Exercise 2 [Not Graded!] - A Walkthrough Example

Description

The aim of this exercise is to let you do some analysis on your own with less structure.

Dataset Description:

The dataset used here is the Wine data set (another commonly used sklearn dataset). Use this to answer the questions embedded in the Notebook.

Instructions:

  1. Read the data.
  2. Do some explorations.
  3. Fit some multiclass models.
  4. Interpret these models.

Hints:

sklearn.LogisticRegression() : Generates a Logistic Regression classifier

sklearn.fit() : Fits the model to the given data

sklearn.predict() : Predict using the estimated model (Logistic or knn classifiers) to perform pure classification predictions

sklearn.predict_proba() : Predict using the estimated model (Logistic or knn classifiers) to perform probability predictions of all the classes in the response (they should add up to 1 for each observation)

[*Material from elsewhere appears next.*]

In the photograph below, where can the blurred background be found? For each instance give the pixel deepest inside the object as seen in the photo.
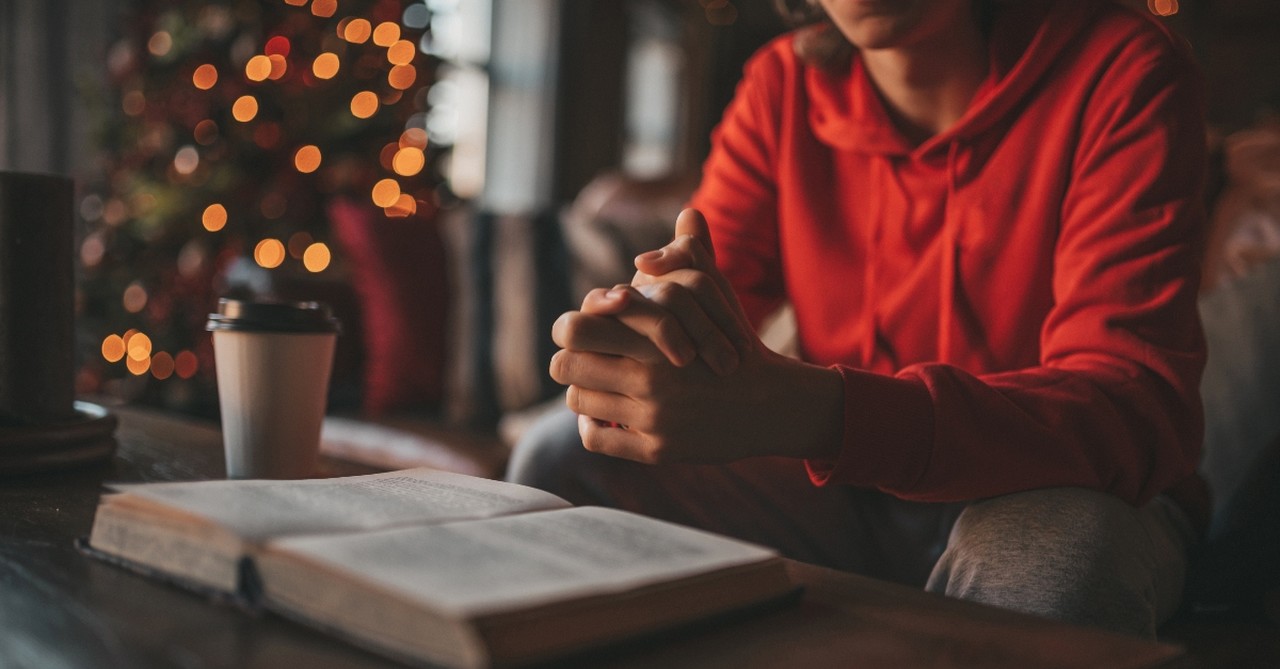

sklearn.LogisticRegression.coef_ and .intercept_ : Pull off the estimated β coefficients in a Logistic Regression model

sklearn.KNeighborsClassifier : Fit a k-NN classification model

Note: This exercise is NOT auto-graded.

In [ ]:
%matplotlib inline
from sklearn import datasets
import matplotlib.pyplot as plt
import seaborn as sns
import pandas as pd
import numpy as np

from sklearn.linear_model import LogisticRegression
from sklearn.neighbors import KNeighborsClassifier 
#import sklearn.metrics as met

from sklearn.preprocessing import PolynomialFeatures
from sklearn.model_selection import train_test_split

First Read in the data set and take a peak at it:

In [ ]:
raw = datasets.load_wine()
X_full = pd.DataFrame(raw['data'],columns=raw['feature_names'])
y = raw['target']
print(X_full.shape,y.shape)
In [ ]:
X_full.head()

Q1: Perform a 70-30 train_test_split using random_state=109 and shuffle=True. Why is it important to shuffle here?

In [ ]:
### your code here

your answer here

Q2: Explore the data a little. Visualize the marginal association (aka, bivariate relationship) of wine type to amount of alcohol, level of malic acid, and total level of phenols. Which predictor seems to have the strongest association with the response?

In [ ]:
### your code here

your answer here

Q3: Fit 3 different models with ['alcohol','malic_acid'] as the predictors: (1) a standard logistic regression to predict a binary indicator for class 0 (you'll have to crete it yourself), (2) a multinomial logistic regression to predict all 3 classes and (3) a OvR logistic reression to predict all 3 classes. Compare the results

In [ ]:
###your code here

your answer here

Q4: For the Multinomial model, use the estimated coefficients to calculate the predicted probabilties by hand. Feel free to confirm with the predict_proba command.

In [ ]:
### your code here

your answer here

Q5: For the OvR model, use the predict_proba() to estimate the predicted probabilities in the test set, and manually use this to calculate the predicted classes. Feel free to confirm with the predict command.

In [ ]:
### your code here

Q6: How could you use the predict_proba() command and 'change the threshold' in the multiclass setting to affect predictive accuracies within each class? Note: it is not as simple as changing a threshold because there is not threshold

your answer here

Q7: Compare the accuracies in both train and test for both the multinomial and OvR logistic regressions. Which seems to be performing better? Is there any evidence of overfitting? How could this be corrected?

In [ ]:
### your code here

your answer here

Q8: Create the classification boundaries for the two multiclass logistic regression models above. How do they compare?

In [ ]:
###your code here

your answer here

Q9: Fit 3 different knn regression models: for $k = 3, 10, 30$. Visualize the classification boundaries for these 3 models and compare the results. Which seem to be overfit?

In [ ]:
### your answer here
In [ ]:
### your answer here

your answer here

Q10 How could you visualize the classification boundary for any of these models if there was a single predictor? What if there were more than 2 predictors?

your answer here